All 4 artists will converge in Darwin for the realisation of an exhibition involving a wall-based installation, a traditional bark shelter, film, photography, bark painting, sculpture, and performance. The exhibition will take up NCCArt’s entire gallery spaces (Gallery 1, Gallery 2, Boxset and Screenroom) and is presented in association with Buku-Larrnggay Mulka Centre, Yirrkala, and as part of the 2015 Darwin Festival program.
Barayuwa Munungurr (b. 1980; also known as Djirkurrul, Gulukurru) is an early-career artist based at Yirrkala. Barayuwa largely paints the designs of his mother Bengitj’s homeland, Yarrinya (through Munyuku clan ties), which is also the motherland of his grandfather, Wonggu Munungurr, one of Donald Thomson’s key informants in the mid-1930s. As well as painting, Barayuwa makes spears, spear-throwers, clapsticks and yidakis. He is also a talented yidaki player. After showing in Buku-Larrnggay’s Young Guns II exhibition at Annandale Galleries, Sydney in 2008, Barayuwa held his first solo exhibition at Indigenart, The Mossenson Galleries, Perth in 2009. Barayuwa was represented in the MCA’s Primavera exhibition in 2014.
Bengitj Ngurruwuthun (b. 1954) is an artist, educator and linguist. She is the mother of Barayuwa, and sister of Dula and Gambali Ngurruwuthun, the great ritual specialists of the region during the 1970s through to the turn of last century. As an artist, Bengitj makes paintings and sculptures (including larrakitj/hollow log coffins) which usually relate to Yarrinya. Bengitj has played a central role in Barayuwa’s ongoing collaboration with Ruark, as a senior cultural adviser and in providing English translations of the Yolngu concepts and subjects underpinning Barayuwa’s art.
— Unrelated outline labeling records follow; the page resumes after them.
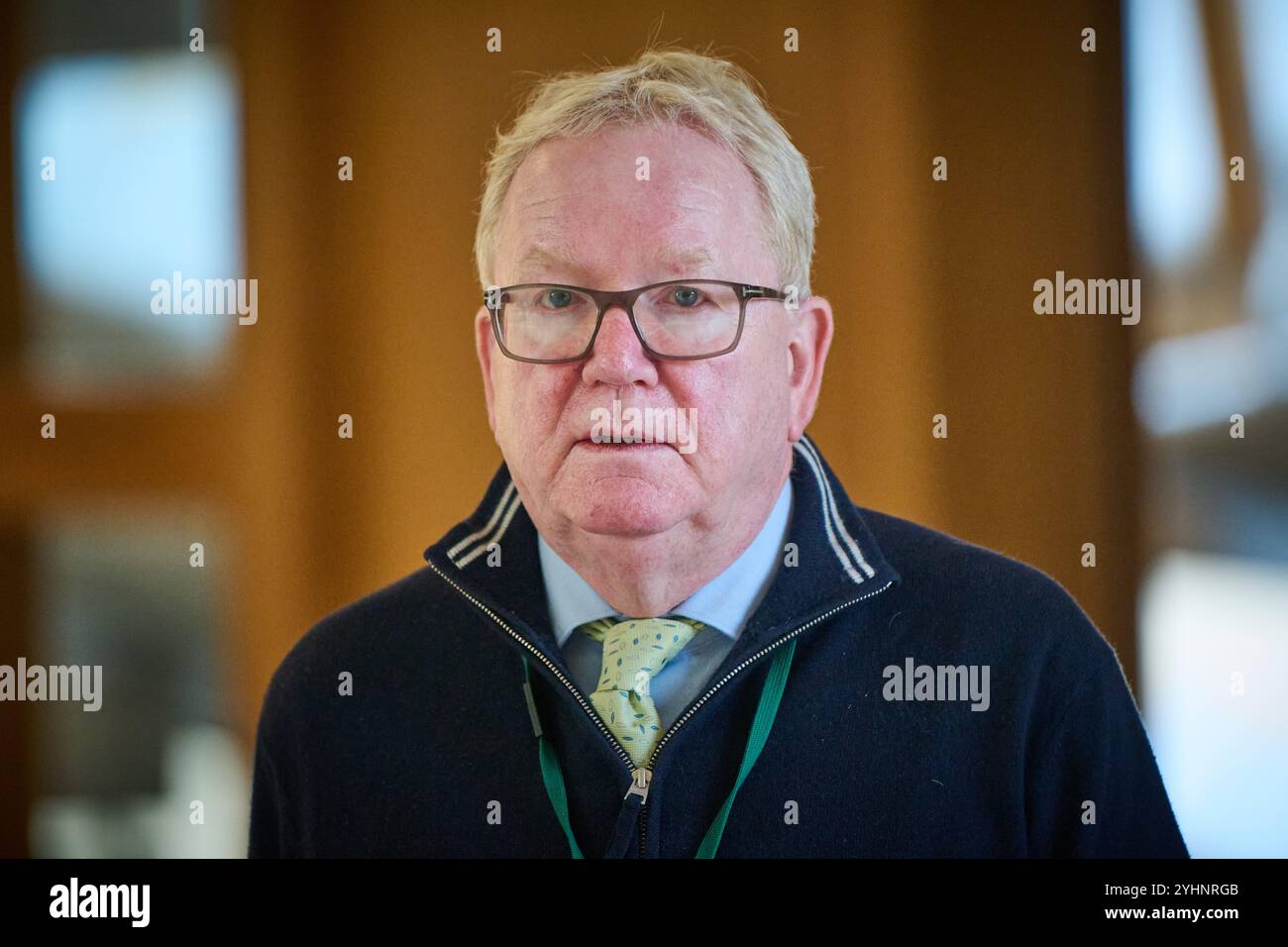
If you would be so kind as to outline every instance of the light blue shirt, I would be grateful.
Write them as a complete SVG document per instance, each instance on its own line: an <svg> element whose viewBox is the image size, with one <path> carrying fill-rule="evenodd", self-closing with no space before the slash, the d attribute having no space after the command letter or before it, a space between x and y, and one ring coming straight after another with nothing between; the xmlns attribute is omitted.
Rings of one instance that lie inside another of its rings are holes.
<svg viewBox="0 0 1288 947"><path fill-rule="evenodd" d="M783 484L774 508L756 539L733 563L684 599L667 615L696 618L702 629L672 657L666 667L649 682L649 694L657 706L661 727L666 731L706 688L712 673L729 655L747 618L769 591L792 514L792 481ZM550 603L550 626L572 671L573 683L583 693L594 692L601 670L603 644L585 634L573 634L578 625L595 618L626 618L599 597L590 584L565 563L538 533L541 577ZM665 617L665 616L657 616Z"/></svg>

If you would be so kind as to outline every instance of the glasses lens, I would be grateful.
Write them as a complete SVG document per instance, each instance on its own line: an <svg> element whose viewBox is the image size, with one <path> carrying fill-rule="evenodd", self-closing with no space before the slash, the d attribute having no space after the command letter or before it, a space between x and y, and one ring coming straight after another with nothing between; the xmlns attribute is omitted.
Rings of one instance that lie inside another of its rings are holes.
<svg viewBox="0 0 1288 947"><path fill-rule="evenodd" d="M501 340L520 358L572 358L590 341L598 314L595 300L577 290L509 290L501 300Z"/></svg>
<svg viewBox="0 0 1288 947"><path fill-rule="evenodd" d="M733 345L739 309L733 286L696 280L643 292L635 303L635 321L661 356L707 356Z"/></svg>

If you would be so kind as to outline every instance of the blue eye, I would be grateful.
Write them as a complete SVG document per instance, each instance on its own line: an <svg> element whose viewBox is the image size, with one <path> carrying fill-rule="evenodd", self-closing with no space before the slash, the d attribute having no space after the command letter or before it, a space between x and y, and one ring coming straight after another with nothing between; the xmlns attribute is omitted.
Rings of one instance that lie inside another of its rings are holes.
<svg viewBox="0 0 1288 947"><path fill-rule="evenodd" d="M675 301L685 308L696 305L701 299L702 294L692 286L677 286L675 290Z"/></svg>

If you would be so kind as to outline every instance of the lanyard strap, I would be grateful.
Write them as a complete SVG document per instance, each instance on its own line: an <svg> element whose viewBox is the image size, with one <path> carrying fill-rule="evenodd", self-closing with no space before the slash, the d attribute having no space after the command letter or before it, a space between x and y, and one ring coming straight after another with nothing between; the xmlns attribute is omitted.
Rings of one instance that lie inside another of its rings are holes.
<svg viewBox="0 0 1288 947"><path fill-rule="evenodd" d="M694 858L715 858L716 849L720 848L725 823L729 821L729 813L733 810L733 800L738 796L738 790L742 789L742 783L747 778L747 774L751 773L751 768L756 765L760 751L765 749L765 741L769 740L769 732L774 727L778 703L782 701L783 691L787 687L787 674L791 671L792 656L795 653L796 639L793 638L787 647L778 652L769 669L769 674L765 676L765 685L760 692L760 703L756 705L756 716L752 719L751 732L747 734L747 747L742 754L742 765L738 768L738 778L734 781L729 798L725 799L724 805L720 807L720 812L716 813L711 827L707 828L706 837L702 839L702 845L698 848ZM532 714L533 729L537 732L537 756L541 761L541 778L546 786L546 795L550 798L550 805L555 810L555 818L559 819L560 828L563 828L564 835L568 837L568 849L572 857L585 858L581 848L577 845L577 839L572 834L572 825L568 822L568 791L564 786L559 754L555 752L554 746L550 745L550 741L541 732L541 724L537 720L537 707L532 700L532 687L528 682L527 657L523 658L523 688L528 697L528 710Z"/></svg>

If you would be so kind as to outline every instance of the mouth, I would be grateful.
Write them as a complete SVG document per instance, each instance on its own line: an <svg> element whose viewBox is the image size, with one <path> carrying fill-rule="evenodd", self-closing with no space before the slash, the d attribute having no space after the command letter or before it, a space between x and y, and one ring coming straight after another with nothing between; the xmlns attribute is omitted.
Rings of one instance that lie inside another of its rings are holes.
<svg viewBox="0 0 1288 947"><path fill-rule="evenodd" d="M663 443L659 441L627 441L622 438L621 441L591 441L589 437L583 437L573 447L580 447L585 451L591 451L594 454L608 454L612 451L658 451L658 450L675 450L674 445Z"/></svg>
Jeffrey Ngurruwuthun (b. 1978) is Barayuwa’s cousin, and fellow custodian of Yarrinya and surrounding Munyuku clan country through his role as a songman. Jeffrey has performed with Barayuwa and Bengitj at several exhibition openings including for the 2014 Primavera exhibition at the MCA, Sydney and previously in Sydney at the Australian Museum, Cross Art Projects and Macquarie University Gallery.
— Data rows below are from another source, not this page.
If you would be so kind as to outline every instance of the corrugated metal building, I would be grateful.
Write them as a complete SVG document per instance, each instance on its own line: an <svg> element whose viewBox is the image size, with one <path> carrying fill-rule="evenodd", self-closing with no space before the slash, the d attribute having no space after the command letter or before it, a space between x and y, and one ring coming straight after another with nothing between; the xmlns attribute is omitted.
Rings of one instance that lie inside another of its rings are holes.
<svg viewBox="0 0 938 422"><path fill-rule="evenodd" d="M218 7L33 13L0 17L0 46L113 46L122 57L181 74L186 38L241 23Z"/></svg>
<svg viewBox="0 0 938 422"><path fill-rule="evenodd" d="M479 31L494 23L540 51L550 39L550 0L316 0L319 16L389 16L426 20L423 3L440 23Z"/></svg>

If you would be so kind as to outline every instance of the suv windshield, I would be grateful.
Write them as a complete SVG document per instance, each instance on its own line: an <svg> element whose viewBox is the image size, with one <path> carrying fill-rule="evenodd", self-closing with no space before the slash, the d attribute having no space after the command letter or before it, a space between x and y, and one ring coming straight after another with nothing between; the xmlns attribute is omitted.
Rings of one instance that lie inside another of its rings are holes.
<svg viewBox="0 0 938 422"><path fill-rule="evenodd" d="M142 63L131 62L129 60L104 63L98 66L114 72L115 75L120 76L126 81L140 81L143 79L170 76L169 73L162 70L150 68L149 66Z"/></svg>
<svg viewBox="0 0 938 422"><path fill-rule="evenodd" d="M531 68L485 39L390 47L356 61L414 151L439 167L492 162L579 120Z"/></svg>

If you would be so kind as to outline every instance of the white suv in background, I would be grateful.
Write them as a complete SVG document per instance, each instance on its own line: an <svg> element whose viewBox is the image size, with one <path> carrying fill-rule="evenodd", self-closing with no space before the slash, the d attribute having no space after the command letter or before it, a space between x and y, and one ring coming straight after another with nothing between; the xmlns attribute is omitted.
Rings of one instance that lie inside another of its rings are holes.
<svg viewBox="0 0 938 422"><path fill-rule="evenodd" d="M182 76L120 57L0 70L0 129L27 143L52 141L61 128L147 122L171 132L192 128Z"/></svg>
Ruark Lewis (b. 1960) is a Sydney-based visual artist and writer. He works in a wide range of media such as painting, drawing, installation, artists-books, performance, public art, theatre and audio-video works. A graduate of the Sydney College of Arts, Lewis’s first professional position was Curator of poetry readings at the Art Gallery of NSW between 1984 and 1988; his first solo exhibitions (in Sydney) were transcriptions of sound and music, titled Transcription Drawings. Collaboration has played a central role in Lewis’s multidisciplinary practice, and has seen him work with Paul Carter, Rik Rue, Amanda Stewart, and Jonathan Jones (among others) who first introduced Lewis to Barayuwa in 2009. Lewis was the subject of a two-part survey exhibition at Hazelhurst Regional Gallery & Arts Centre and Macquarie University Gallery in 2012/13, which forms the basis of his forthcoming monograph Thoughtlines.